Scalable data transformation models for physics-informed neural networks (PINNs) in digital twin-enabled prognostics and health management (PHM) applications

Digital twin (DT) technology has become a key enabler for prognostics and health management (PHM) in complex industrial systems, yet scaling predictive models for multi-component degradation (MCD) scenarios remains challenging, particularly when transferring insights from predictive models of smaller systems developed with limited data to larger systems. To address this, a physics-informed neural network (PINN) framework that integrates a standardized scaling methodology, enabling scalable DT analytics for MCD prognostics, was developed in this paper. Our approach employs a systematic DevOps workflow that features containerized PINN DT analytics deployed on a Kubernetes cluster for dynamic resource optimization, a real-time DT platform (PTC ThingWorx™), and a custom API for bidirectional data exchange that connects the cluster to the DT platform. A key contribution of this paper is the scalable DT model, which facilitates transfer learning of degradation patterns across heterogeneous hydraulic systems.
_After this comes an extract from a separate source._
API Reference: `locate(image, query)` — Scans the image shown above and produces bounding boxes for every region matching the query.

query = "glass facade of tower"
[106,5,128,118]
Three (3) hydraulic system configurations were modeled, analyzing multi-component filter degradation under pump speeds of 700–900 RPM. Trained on limited data from a reference system, the scaled PINN model achieved 88.98% accuracy for initial degradation detection at 900 RPM—outperforming an unscaled baseline of 64.13%—with consistent improvements across various speeds and thresholds. This work advances PHM analytics by reducing costs and development time, providing a scalable framework for cross-system DT deployment.